New insights into the problem with a singular drift term in the complex Langevin method
Jun Nishimura, Shinji Shimasaki

TL;DR
This paper investigates the failure of the complex Langevin method caused by singular drift terms, identifying the underlying issues and demonstrating a parameter region where the method remains effective despite these challenges.
Contribution
It clarifies the cause of failures in the complex Langevin method due to singular drifts and shows conditions under which the method can still succeed.
Findings
Failure linked to breakdown of Fokker-Planck relation
Singular drift terms cause stochastic process issues
Existence of parameter regions where the method works
Abstract
The complex Langevin method aims at performing path integral with a complex action numerically based on complexification of the original real dynamical variables.
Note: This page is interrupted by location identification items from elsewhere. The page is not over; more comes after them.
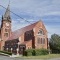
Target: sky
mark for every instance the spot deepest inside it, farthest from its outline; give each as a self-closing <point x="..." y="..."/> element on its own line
<point x="34" y="10"/>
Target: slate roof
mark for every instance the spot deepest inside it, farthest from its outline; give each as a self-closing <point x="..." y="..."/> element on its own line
<point x="18" y="32"/>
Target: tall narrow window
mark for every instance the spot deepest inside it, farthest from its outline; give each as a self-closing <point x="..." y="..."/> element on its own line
<point x="6" y="34"/>
<point x="38" y="40"/>
<point x="41" y="32"/>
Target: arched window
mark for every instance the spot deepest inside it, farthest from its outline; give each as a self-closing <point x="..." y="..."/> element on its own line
<point x="41" y="32"/>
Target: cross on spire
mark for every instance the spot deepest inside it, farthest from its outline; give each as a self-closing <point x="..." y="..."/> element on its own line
<point x="7" y="13"/>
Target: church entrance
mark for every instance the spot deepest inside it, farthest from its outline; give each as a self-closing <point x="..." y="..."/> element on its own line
<point x="22" y="49"/>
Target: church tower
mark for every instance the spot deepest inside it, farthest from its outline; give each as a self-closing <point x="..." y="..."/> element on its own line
<point x="5" y="27"/>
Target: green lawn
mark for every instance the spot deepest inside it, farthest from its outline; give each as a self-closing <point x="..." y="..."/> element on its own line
<point x="43" y="56"/>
One of the poorly understood issues concerns occasional failure in the presence of logarithmic singularities in the action, which appear, for instance, from the fermion determinant in finite density QCD. We point out that the failure should be attributed to the breakdown of the relation between the complex weight that satisfies the Fokker-Planck equation and the probability distribution associated with the stochastic process. In fact, this problem can occur in general when the stochastic process involves a singular drift term. We show, however, in a simple example that there exists a parameter region in which the method works although the standard reweighting method is hardly applicable.